What happened
Musk made the comment Thursday, telling followers that the bulk of crypto coins in circulation are scams. The remark landed alongside fresh court filings from his suit against OpenAI, which CryptoBriefing reported include references to internal discussions about a possible initial coin offering during the company's earlier capital-raising work. The publisher described the documents as surfacing in the ongoing case Musk has pursued since 2024 over OpenAI's shift from non-profit to capped-profit.
Neither Musk nor OpenAI has named specific tokens, advisers, or transaction structures in the publicly excerpted material reviewed by CryptoBriefing. Altman has not responded publicly to the ICO references as of Thursday afternoon. The filings themselves are part of a broader docket that has produced a steady drip of disclosures since the suit was refiled.
Why it matters
Musk is not a neutral observer of the token market. He runs xAI, holds Bitcoin and Dogecoin on Tesla's balance sheet, and has spent years swinging crypto sentiment with single posts. When he says most coins are scams, the comment reads less as analysis and more as positioning against an industry that he sees overlapping with his AI rivals.

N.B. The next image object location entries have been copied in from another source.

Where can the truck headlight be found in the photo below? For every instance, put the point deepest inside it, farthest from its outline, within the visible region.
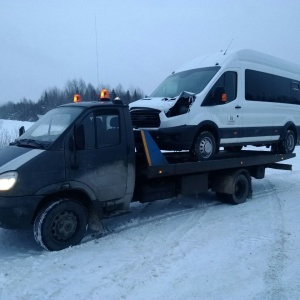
(8, 180)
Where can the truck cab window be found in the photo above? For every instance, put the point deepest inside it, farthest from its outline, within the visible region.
(107, 130)
(89, 131)
(101, 130)
(226, 84)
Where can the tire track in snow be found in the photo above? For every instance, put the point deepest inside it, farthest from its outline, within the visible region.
(173, 245)
(278, 257)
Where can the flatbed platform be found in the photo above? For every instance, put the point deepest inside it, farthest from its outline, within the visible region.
(246, 158)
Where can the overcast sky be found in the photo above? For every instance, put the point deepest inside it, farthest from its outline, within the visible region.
(46, 43)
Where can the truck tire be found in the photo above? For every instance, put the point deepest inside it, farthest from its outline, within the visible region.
(241, 189)
(60, 224)
(233, 148)
(205, 146)
(287, 145)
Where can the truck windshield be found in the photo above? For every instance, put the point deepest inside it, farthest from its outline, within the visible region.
(193, 81)
(49, 127)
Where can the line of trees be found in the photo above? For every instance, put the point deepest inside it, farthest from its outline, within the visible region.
(27, 110)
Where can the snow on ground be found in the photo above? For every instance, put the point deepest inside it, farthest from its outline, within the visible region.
(186, 248)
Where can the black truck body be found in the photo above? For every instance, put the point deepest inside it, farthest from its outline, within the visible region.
(79, 163)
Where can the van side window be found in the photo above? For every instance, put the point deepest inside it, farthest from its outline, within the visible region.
(260, 86)
(225, 85)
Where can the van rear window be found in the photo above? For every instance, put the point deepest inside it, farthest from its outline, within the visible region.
(260, 86)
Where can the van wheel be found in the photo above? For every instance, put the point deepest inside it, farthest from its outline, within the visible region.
(241, 189)
(287, 145)
(60, 224)
(205, 146)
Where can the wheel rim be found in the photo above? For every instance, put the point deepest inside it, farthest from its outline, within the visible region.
(290, 141)
(206, 147)
(64, 226)
(240, 189)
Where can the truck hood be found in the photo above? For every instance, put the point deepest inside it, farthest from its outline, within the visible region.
(162, 103)
(13, 157)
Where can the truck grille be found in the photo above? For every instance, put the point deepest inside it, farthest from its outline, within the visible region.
(145, 118)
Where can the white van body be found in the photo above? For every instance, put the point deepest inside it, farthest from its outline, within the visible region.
(240, 98)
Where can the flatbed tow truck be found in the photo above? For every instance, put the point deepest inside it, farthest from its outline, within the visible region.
(78, 164)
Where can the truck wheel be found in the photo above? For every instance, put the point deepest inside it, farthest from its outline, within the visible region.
(60, 225)
(205, 146)
(287, 145)
(241, 190)
(233, 148)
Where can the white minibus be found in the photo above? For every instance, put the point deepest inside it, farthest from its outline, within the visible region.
(228, 100)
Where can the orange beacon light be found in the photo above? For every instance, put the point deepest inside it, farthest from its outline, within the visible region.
(77, 98)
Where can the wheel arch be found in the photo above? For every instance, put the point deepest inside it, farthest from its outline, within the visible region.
(93, 208)
(208, 126)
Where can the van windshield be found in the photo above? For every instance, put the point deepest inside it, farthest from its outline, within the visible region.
(49, 127)
(193, 81)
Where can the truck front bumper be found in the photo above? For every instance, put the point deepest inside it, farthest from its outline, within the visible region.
(18, 212)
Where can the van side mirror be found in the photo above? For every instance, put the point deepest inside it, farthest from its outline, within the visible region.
(79, 137)
(220, 95)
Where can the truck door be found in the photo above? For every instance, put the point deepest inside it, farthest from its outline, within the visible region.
(102, 164)
(225, 107)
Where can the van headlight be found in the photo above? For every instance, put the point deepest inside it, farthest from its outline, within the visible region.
(8, 180)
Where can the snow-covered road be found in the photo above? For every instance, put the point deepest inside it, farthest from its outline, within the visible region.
(186, 248)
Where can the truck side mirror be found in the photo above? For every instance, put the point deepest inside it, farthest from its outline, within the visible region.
(79, 137)
(21, 130)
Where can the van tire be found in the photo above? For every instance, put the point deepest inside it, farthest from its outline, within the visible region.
(288, 143)
(205, 146)
(60, 224)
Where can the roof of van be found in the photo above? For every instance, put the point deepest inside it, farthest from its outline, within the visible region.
(223, 58)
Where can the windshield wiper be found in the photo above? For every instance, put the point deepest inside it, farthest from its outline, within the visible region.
(28, 143)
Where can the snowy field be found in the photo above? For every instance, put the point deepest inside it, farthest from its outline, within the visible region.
(186, 248)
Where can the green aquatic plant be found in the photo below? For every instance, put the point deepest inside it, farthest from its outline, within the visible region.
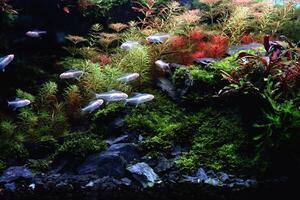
(137, 60)
(216, 144)
(103, 79)
(73, 99)
(78, 145)
(281, 124)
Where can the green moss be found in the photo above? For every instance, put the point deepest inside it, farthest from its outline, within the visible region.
(217, 144)
(203, 75)
(137, 60)
(79, 145)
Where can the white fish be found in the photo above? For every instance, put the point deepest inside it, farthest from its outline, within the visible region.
(158, 38)
(139, 98)
(4, 61)
(112, 95)
(92, 106)
(129, 45)
(129, 77)
(162, 65)
(18, 103)
(35, 33)
(71, 74)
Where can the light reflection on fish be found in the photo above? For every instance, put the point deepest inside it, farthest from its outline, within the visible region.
(112, 95)
(35, 33)
(139, 98)
(71, 74)
(129, 45)
(18, 103)
(162, 65)
(158, 38)
(129, 77)
(92, 106)
(4, 61)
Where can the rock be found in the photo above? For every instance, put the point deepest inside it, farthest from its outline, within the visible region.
(104, 164)
(126, 150)
(126, 138)
(204, 61)
(108, 183)
(129, 45)
(14, 173)
(158, 37)
(235, 49)
(10, 187)
(112, 162)
(164, 165)
(201, 174)
(213, 182)
(144, 174)
(223, 177)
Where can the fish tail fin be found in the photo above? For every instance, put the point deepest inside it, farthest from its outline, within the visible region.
(126, 102)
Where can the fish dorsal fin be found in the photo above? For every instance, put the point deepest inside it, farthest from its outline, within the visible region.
(137, 94)
(72, 70)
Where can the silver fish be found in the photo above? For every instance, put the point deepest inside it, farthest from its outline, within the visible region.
(4, 61)
(158, 38)
(112, 95)
(18, 103)
(35, 33)
(92, 106)
(139, 98)
(129, 77)
(129, 45)
(162, 65)
(71, 74)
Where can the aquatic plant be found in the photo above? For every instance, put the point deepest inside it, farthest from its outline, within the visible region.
(281, 124)
(78, 145)
(137, 60)
(236, 25)
(216, 144)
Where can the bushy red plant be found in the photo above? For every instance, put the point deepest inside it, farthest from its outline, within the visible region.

The OpenAI ICO disclosure, if confirmed in the filings, would matter for a different reason. It revives a question the market thought was buried after 2018: whether marquee tech companies viewed token sales as a legitimate funding path, and what that implies for current AI-token projects raising on the same playbook. The SEC under chair Paul Atkins has signalled a lighter touch than the Gensler-era enforcement push, but securities counsel still treat ICOs structured around equity-like promises as a live risk.
A confirmed paper trail at OpenAI, even from years ago, would give regulators and plaintiffs' lawyers a fresh data point.